One month later: following tornado relief fundraising money

By Ashley McNamee

December 17, 2013 Updated Dec 19, 2013 at 12:58 PM CDT

WASHINGTON, Ill. -- In the month since the storm, donations have been pouring into local organizations to help.

The local Red Cross said it has received about $3 million in donations but concerns have also been mounting about how the money is being spent.

Annmarie Klein and her family lost everything in a matter of seconds that Sunday morning.

"You're going minute to minute, you can't even think," Klein said about the days after the tornado. "I couldn't think about five hours from now what am I going to do to feed these kids."

"It's what we do," said Local Red Cross CEO Anne Fox." We're the Red Cross, it's why we're here."

Fox said in the last month, 1,300 volunteers have served more than 80,000 meals and snacks and handed out more than 30,000 relief items like storage tubs, shovels and blankets.

The organization has also raised nearly $3 million. The $800,000 raised during the "Help on the Homefront" telethon is already spent.

Fox said on average, 70 percent goes to direct assistance, 30 percent goes toward supplies, health services and volunteer costs.

"All those volunteers let donor dollars be really leveraged, we're paying very little in terms of paid staff or overhead," Fox said.

She said, contrary to popular belief, administrative costs are 9 percent of the Red Cross' budget but none of that comes from disaster fundraising.

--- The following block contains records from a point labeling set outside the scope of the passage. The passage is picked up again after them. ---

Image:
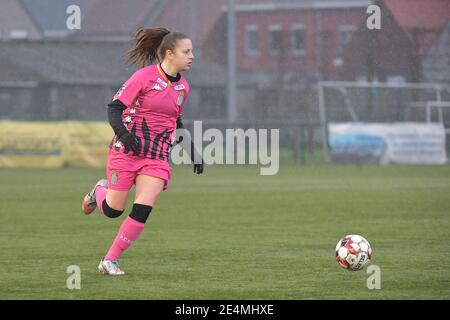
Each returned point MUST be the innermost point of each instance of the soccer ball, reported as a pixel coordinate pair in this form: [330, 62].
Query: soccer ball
[353, 252]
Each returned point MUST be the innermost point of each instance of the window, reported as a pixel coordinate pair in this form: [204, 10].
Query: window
[275, 39]
[298, 39]
[344, 36]
[251, 40]
[18, 34]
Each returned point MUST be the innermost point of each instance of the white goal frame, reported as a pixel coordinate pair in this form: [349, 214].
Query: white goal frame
[438, 103]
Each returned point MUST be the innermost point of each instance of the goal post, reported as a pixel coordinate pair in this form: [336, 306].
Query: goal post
[386, 105]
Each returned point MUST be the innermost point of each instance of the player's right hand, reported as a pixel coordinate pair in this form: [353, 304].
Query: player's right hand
[129, 141]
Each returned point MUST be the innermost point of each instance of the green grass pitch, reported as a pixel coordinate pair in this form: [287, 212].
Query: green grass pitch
[232, 234]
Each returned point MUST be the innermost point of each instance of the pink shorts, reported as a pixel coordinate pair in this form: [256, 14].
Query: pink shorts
[122, 170]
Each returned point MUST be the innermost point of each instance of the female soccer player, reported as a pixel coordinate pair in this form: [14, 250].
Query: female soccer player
[144, 115]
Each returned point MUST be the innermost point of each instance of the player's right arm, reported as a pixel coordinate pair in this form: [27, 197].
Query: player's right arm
[124, 98]
[115, 110]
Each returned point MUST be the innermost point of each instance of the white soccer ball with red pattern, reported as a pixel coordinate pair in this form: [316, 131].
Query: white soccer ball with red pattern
[353, 252]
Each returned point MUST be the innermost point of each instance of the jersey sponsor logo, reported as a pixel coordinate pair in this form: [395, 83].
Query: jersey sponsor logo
[114, 177]
[162, 82]
[157, 87]
[180, 98]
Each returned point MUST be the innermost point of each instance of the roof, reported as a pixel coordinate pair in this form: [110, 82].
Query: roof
[196, 18]
[51, 15]
[15, 17]
[422, 20]
[84, 62]
[116, 17]
[271, 5]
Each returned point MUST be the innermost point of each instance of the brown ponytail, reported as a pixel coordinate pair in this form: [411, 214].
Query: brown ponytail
[150, 45]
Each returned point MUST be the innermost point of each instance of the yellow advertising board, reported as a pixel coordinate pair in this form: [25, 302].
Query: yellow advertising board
[54, 144]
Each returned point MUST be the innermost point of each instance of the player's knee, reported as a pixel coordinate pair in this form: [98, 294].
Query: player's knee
[110, 212]
[140, 212]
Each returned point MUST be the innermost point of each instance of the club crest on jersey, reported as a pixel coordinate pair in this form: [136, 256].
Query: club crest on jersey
[157, 87]
[114, 177]
[180, 98]
[162, 82]
[119, 93]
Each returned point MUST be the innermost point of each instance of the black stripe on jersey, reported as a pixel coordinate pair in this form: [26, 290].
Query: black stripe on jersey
[146, 134]
[156, 144]
[168, 149]
[112, 142]
[161, 153]
[138, 148]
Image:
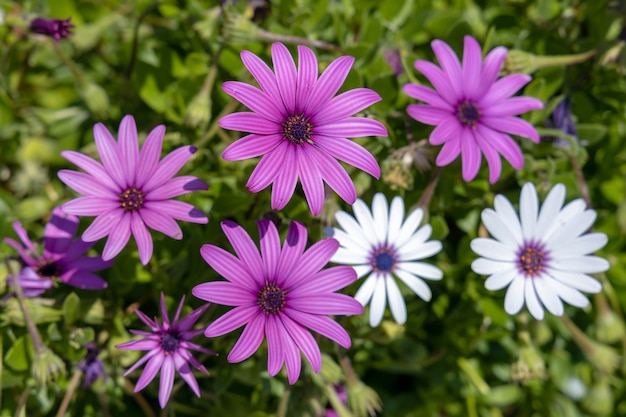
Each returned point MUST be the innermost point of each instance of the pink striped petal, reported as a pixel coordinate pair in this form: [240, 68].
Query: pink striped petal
[251, 146]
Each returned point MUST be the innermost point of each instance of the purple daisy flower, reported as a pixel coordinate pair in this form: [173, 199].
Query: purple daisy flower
[131, 189]
[168, 345]
[473, 110]
[62, 257]
[277, 294]
[300, 128]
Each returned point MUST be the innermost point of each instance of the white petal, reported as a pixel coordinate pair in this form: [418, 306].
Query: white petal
[532, 302]
[396, 216]
[422, 270]
[409, 227]
[377, 306]
[580, 246]
[550, 210]
[484, 266]
[548, 295]
[380, 210]
[582, 264]
[364, 294]
[410, 253]
[396, 302]
[508, 216]
[492, 249]
[416, 285]
[499, 230]
[575, 280]
[501, 279]
[529, 204]
[514, 298]
[364, 217]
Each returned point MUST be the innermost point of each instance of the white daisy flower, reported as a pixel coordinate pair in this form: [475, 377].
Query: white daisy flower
[378, 243]
[543, 256]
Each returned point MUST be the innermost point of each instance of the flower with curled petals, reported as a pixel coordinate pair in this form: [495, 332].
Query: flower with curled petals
[381, 244]
[131, 189]
[543, 255]
[278, 294]
[168, 345]
[472, 110]
[300, 128]
[61, 259]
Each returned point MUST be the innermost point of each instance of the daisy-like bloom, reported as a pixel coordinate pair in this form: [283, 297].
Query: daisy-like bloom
[380, 244]
[277, 295]
[62, 258]
[543, 255]
[300, 128]
[169, 349]
[473, 110]
[131, 189]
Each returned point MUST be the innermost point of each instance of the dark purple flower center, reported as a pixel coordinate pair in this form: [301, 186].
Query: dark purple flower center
[467, 113]
[49, 269]
[297, 129]
[532, 260]
[383, 259]
[170, 342]
[132, 199]
[271, 299]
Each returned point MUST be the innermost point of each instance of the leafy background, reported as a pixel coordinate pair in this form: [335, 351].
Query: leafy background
[164, 62]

"Disaster certainly has a low cost because of the number of volunteers," Fox said. "When you think only 9 percent of our workforce is paid that's quite a difference, and that's not paid out of disaster funds because those are all people who are already employed by the Red Cross."

Klein said what the volunteers have done for her is invaluable.

"They've done a fabulous job. I have no complaints," said the mother of five. ""I can't even say how many hours, how much volunteer time and how much effort has gone into organizing it, pulling it together and pulling it off."

Fox said they aren't done yet. She estimates response and recovery efforts will exceed $3.3 million.